Since being taken live at the time of Benjamin Russell Hospital's opening, the system has made the biomedical maintenance of assets much more efficient, Head reports. The department uses tablet computers to view the locations of all equipment required for maintenance on a particular day. The transportation department also utilizes tablet computers upon receiving a request for a wheelchair, bed or stretcher. The transportation employee can then use the tablet to view the requested asset's location in the Versus software, and direct a staff member to retrieve that item, thereby saving time that would otherwise have been spent walking the halls searching for it.

Eventually, Children's of Alabama plans to employ the Versus RTLS solution to track when nurses respond to emergency calls or visit patients. The hospital uses Ascom's Telligence nurse-call system to alert nurses when they are needed by a patient in a specific location. Once the hospital begins utilizing the Versus system with the Telligence platform, nurses would wear a Versus IR-RFID badge that would beacon as its wearer moved around the facility. When a nurse enters within range of the IR sensor installed at the room of the specific patient who issued the call, the software would know that someone had responded to the call and could store that data, in addition to stopping the alert messaging to the nursing staff. In the future, that technology could also be used to create a record of how often and for how long patients received visits from personnel—data which could then be presented to patients' loved ones if so requested.
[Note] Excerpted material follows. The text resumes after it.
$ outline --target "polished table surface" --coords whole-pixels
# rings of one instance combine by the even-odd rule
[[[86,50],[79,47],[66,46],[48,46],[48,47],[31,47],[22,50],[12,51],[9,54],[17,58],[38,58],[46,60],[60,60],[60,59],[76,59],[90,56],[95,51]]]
In the long term, Storey says, Children's of Alabama also hopes to provide RTLS tags to all patients and workers, in order to track the movements of people throughout the facility. This, the hospital notes, would make patient care more efficient, and enable the facility to identify bottlenecks or areas in need of improvement, based on the amount of time patients may await service, or that employees are delayed in performing specific tasks, based on their location data.

For Children's of Alabama, one advantage of installing the software and sensor infrastructure at the time that its new facility was built is the ease with which the hospital can now expand the system, simply by applying additional tags to assets, or by providing tags to patients and staff members. If greater coverage becomes necessary, Storey notes, the hospital can simply install additional sensors.
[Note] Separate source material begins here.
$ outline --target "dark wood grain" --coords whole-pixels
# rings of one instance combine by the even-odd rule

Eventually, the hospital indicates, the asset-tracking system will be installed within the six in-patient facilities comprising the Children of Alabama's main campus. However, the exact dates for deployment have yet to be determined.

The hospital also hopes to use the technology to monitor when personnel wash or sanitize their hands while working. This week, Georgia-Pacific Professional teamed up with Versus to provide a hand-hygiene solution known as SafeHaven, consisting of Georgia-Pacific Professional skin-care products used in dispensers utilizing Versus RTLS readers to enable customers to track the hand-washing behavior of individuals wearing the RTLS badges.